I agree Paulson will go for the securities themselves rather than the underlying mortgages. His priority is to unclog the credit markets immediately. These securities are useless as collatoral because everyone is skeptical about their value. Buying the underlying mortgages would indirectly bolster the strength of these securities, but that could take months if not years to restore the securities to the liquid status they had prior to the crisis.

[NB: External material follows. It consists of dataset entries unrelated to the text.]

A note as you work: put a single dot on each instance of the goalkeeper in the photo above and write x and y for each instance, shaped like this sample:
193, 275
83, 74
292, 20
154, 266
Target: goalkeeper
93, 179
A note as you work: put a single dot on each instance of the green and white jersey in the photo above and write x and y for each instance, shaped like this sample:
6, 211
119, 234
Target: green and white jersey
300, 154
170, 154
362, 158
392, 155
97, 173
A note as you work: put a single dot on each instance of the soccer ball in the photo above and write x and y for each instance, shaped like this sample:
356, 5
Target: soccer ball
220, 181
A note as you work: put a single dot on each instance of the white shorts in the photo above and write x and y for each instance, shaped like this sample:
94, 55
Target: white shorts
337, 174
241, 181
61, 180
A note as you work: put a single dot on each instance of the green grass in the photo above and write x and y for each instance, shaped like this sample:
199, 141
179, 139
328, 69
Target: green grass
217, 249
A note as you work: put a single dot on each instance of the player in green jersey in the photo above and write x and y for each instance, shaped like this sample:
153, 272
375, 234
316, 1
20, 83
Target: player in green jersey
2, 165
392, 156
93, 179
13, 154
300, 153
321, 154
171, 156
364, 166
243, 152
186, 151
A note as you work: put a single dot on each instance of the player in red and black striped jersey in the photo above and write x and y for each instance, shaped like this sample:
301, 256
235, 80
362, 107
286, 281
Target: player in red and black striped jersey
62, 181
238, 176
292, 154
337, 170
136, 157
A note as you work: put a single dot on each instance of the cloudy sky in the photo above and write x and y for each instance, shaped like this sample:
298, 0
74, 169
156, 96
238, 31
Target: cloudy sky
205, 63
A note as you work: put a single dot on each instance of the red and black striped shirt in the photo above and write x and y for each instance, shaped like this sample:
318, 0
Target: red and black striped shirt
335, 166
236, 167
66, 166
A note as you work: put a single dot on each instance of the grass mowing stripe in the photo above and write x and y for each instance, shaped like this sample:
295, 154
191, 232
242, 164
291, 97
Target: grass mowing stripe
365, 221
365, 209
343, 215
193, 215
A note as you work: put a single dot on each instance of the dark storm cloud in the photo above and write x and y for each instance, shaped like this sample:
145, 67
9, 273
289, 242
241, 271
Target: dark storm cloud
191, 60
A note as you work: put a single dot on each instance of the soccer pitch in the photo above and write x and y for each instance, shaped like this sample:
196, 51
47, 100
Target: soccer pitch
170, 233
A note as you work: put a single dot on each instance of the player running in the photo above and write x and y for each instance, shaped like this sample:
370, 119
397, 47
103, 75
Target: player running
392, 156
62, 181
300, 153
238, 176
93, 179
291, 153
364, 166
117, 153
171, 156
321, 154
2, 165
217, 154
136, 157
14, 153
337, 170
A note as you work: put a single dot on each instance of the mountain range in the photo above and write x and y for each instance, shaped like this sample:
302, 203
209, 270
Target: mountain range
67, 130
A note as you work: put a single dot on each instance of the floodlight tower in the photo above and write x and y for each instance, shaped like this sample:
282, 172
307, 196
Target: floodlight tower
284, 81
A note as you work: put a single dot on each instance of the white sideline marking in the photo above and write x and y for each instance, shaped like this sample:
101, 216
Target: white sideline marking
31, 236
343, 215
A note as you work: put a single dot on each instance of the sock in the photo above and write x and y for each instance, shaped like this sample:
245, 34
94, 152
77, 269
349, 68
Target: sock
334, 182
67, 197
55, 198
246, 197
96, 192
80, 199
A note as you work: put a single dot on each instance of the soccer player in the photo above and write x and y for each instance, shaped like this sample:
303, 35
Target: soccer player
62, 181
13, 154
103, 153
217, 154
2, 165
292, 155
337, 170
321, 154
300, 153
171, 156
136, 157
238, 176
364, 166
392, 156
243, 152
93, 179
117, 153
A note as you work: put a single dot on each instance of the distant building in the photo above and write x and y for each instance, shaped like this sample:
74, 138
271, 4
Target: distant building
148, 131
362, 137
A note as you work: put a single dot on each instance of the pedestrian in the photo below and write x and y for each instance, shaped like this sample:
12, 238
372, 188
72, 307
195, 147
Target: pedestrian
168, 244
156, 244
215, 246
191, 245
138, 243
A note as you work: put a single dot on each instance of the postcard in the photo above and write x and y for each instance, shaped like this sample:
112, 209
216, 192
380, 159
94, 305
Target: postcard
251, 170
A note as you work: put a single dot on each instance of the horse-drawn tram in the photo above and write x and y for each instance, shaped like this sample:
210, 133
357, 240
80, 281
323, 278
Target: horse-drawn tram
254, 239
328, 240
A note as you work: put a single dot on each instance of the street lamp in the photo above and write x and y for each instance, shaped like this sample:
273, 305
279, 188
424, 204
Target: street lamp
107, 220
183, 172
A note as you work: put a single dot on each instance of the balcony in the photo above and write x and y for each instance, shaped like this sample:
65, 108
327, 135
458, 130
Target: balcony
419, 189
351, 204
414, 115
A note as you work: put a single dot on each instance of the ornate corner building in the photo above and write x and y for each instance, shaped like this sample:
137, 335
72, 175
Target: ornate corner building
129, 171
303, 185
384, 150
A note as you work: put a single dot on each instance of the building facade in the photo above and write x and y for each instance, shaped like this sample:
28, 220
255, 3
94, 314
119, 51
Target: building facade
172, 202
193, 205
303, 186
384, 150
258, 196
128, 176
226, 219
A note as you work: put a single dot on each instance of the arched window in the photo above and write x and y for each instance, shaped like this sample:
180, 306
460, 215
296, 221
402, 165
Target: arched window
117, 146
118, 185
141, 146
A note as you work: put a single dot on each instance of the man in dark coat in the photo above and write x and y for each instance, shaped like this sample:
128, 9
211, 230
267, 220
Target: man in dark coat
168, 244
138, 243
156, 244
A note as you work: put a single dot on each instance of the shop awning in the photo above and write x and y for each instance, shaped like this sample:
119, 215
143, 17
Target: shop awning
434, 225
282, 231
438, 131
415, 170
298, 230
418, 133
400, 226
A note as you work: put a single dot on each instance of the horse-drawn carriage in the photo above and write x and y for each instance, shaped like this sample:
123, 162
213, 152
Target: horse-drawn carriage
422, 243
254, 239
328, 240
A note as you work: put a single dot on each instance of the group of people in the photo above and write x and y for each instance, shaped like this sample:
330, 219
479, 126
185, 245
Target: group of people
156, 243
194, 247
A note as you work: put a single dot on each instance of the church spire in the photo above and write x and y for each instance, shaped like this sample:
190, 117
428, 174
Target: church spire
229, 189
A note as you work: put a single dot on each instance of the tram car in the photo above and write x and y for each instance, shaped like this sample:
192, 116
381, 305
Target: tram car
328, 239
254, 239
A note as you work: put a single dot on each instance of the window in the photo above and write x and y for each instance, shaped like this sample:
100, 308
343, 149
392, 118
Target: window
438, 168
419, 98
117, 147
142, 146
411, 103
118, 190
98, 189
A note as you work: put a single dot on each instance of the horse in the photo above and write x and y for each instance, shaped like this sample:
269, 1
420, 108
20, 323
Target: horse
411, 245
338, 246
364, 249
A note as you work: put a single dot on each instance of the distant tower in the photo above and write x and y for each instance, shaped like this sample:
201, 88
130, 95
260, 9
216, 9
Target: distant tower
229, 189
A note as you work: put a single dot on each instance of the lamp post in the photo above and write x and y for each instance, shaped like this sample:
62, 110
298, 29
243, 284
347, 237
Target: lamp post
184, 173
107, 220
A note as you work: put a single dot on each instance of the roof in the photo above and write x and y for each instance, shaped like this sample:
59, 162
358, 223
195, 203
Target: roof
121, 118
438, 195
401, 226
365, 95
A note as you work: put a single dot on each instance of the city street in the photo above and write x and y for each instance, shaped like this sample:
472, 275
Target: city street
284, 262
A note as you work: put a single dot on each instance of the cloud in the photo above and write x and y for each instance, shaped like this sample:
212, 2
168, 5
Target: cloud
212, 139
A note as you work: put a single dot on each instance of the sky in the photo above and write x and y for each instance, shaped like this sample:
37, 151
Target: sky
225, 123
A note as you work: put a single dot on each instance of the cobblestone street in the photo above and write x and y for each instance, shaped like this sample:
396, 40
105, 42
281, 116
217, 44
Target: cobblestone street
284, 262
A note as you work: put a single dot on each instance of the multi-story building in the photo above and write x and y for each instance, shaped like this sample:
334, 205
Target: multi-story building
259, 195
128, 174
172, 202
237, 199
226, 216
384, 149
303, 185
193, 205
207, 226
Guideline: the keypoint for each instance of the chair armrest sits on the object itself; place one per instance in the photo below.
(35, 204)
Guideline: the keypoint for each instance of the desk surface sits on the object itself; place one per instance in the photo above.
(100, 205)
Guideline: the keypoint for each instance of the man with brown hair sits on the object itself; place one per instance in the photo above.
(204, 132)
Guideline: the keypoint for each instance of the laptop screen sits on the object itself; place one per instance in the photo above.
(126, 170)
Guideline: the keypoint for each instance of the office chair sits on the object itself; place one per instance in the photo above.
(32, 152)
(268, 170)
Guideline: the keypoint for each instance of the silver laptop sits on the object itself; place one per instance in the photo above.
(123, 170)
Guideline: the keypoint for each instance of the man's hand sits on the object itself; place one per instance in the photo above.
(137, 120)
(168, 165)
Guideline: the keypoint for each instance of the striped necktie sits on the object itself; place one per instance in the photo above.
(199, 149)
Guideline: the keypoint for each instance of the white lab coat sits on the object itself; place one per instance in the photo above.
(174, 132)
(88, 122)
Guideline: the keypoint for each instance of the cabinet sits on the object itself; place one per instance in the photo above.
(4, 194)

BTW- It is my understanding that most of the mortgage backed securities are in instruments broadly described as CDOs, though there are more precise terms for the multiple variations. CDO's are the tranched (divided risk group) bundles. It is where you reallocate the risk by saying allocating the bundle into N number of securities. If there are any defaults, they come out of the lowest tranche securities first. That way the highest tranches easily get AAA rating while the middles get B's and the lowest "Toxic Waste" get the lowest. But the lowest get allocated the highest interest in exchange for the risk. Because these are difficult to sell, there are actually CDOs of CDOs, using the same mechanism of spliting or tranching into multiple groups, reallocating the risk/ rewards. These are called CDO2's (squared). There are even COD3's.
In the debate last night when McCain was trying to blame the FannieMae/FreddieMac failure on Obama he also placed the blame on the "people who took out mortgages they couldn't afford" then he spouts 'his plan' to help plummeting real estate values by allowing people renegotiate their upside-down mortgages. Yeh, right, he would support something like this when pigs take flight.
John McCain is a lying, pandering, political whore, who has been reduced to making stupid, idiotic claims. After Obama wins this election, I have a wonderful fantasy of McCain/Palin both standing on street corners 'sellin' it' for $20. bucks a pop.